The growth area determination was implemented by image analysis, using Image J 1.54g software (http://imagej.org, accessed on 29 August 2024) with photos taken at each sampling. This procedure also allowed estimation of the sporulation area, using colour and contrast editing tools provided by the software.

4.5. Photosynthetic Activity Measurement

Changes in photosynthetic activity were evaluated by in vivo chlorophyll a fluorescence monitoring with Pulse-Amplitude Modulation (PAM) using a Junior-PAM/W fluorimeter (Walz, Effeltrich, Germany) according to [38,39]. Rapid light curves (RLCs) were performed with Ulva circles in contact with the fibber (90-degree angle) fixed in the centre of the disc. The measurement was carried out in triplicate, by incubating the algae in darkness for 15 min, and then a rapid light curve (RLC) was initiated, involving a 30 s exposure to 12 incremental irradiances. The alga was exposed to a basal measurement to estimate the minimum fluorescence (Fo), followed by a saturating pulse of 0.8 s (with irradiance higher than 4000 μmol photons m⁻² s⁻¹) to obtain maximal fluorescence from the PSII (Fm) and the F_v/F_m (RLC). Then, it was exposed to 30 s acclimation to different actinic lights, followed by saturation pulse application, resulting in the parameters Ft (fluorescence of actinic light acclimated samples) and Fm’ (maximal fluorescence in the light) reached by the saturation light pulse.
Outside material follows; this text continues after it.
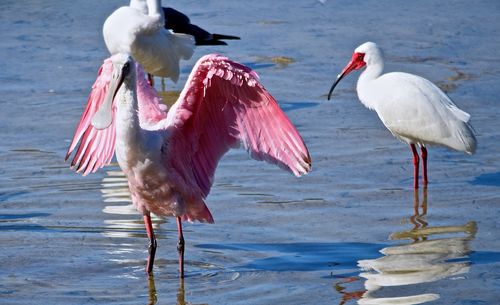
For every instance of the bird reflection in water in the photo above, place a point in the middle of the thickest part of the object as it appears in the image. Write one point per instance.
(153, 296)
(425, 259)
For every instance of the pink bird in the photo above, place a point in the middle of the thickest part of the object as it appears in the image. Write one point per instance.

Ft and Fm’ were used to calculate Y(II) = (Fm’ − Ft)/Fm’. RLCs were made by calculating the electron transport rate (ETR) for actinic light irradiances with the following formula: ETR = Y(II) × E × f_AQPSII, where Y(II) is the effective quantum yield and f_AQPSII is the fraction of absorbed quanta to PSII, dimensionless, the value f for Chlorophyta being 0.5 according to [21]. Non-photochemical quenching (NPQ) was calculated after each saturating pulse during the RLCs, and NPQ versus irradiance relationships were determined. These curves were then fitted to a mathematical function [40] to find the maximal non-photochemical quenching (NPQ_max), maximal ETR (ETR_max), and the irradiance for saturation of ETR (E_k), expressed in μmol photons m⁻² s⁻¹.
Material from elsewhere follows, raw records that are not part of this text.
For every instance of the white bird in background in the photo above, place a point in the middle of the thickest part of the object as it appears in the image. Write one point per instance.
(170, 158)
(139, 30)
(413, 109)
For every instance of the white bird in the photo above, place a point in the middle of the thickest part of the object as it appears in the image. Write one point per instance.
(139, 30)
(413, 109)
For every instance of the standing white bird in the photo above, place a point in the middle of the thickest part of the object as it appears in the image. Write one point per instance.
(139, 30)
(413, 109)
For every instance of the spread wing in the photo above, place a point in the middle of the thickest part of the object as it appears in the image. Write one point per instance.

4.6. Pigment Composition and Antioxidant Capacity

One of the goals of this study was to evaluate the effects of light quality on U. lacinulata biomass composition, considering the benefits for consumers’ health, due to the production of high-value bioactive compounds, such as pigments and other antioxidant compounds. Thus, to assess the biochemical composition of U. lacinulata, a cold extraction with methanol (1:40 w/v) was performed at 2 °C, overnight, until a total depigmentation of the tissue. Extracts were maintained at −20° C until further analyses of pigment and antioxidant capacity.
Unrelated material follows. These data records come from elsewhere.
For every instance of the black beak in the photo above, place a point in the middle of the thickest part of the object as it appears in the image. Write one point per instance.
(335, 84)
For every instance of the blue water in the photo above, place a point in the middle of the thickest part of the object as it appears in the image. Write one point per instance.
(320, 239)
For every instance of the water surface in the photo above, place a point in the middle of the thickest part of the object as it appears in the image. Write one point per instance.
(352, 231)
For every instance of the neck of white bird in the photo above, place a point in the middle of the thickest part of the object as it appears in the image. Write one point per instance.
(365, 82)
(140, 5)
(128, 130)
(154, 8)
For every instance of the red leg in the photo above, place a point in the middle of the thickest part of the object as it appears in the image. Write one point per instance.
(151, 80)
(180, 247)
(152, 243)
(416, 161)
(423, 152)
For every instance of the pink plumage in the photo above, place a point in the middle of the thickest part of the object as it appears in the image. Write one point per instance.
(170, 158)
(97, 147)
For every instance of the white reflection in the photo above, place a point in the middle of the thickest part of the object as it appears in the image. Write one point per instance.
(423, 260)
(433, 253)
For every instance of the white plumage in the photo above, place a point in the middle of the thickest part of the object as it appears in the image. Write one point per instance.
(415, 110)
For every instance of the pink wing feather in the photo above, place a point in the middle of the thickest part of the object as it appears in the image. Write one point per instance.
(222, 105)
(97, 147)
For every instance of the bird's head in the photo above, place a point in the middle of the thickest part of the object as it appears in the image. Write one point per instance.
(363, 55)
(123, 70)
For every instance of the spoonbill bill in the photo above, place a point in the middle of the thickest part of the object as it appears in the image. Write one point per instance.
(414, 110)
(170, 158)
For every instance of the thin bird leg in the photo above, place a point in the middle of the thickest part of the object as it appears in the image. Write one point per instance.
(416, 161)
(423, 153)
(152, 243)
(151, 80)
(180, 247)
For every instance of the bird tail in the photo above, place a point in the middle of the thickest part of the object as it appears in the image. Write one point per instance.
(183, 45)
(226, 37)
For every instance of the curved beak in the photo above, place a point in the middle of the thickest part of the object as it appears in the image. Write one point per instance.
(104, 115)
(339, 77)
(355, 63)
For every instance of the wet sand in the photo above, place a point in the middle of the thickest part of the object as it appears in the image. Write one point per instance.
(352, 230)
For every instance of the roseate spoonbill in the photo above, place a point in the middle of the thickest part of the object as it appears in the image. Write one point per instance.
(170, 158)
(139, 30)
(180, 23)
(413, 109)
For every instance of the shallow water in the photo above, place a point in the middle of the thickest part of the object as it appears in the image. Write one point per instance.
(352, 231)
4.6.1. Pigment Quantification

Pigment quantification was conducted over the course of the experiment, via spectrophotometry on methanol extracts. So, total carotenoids, total chlorophylls, chlorophyll a, and chlorophyll b were assessed and calculated in terms of the concentration of pigment per fresh weight of algae (µg mgFW⁻¹) using the equations developed by [41].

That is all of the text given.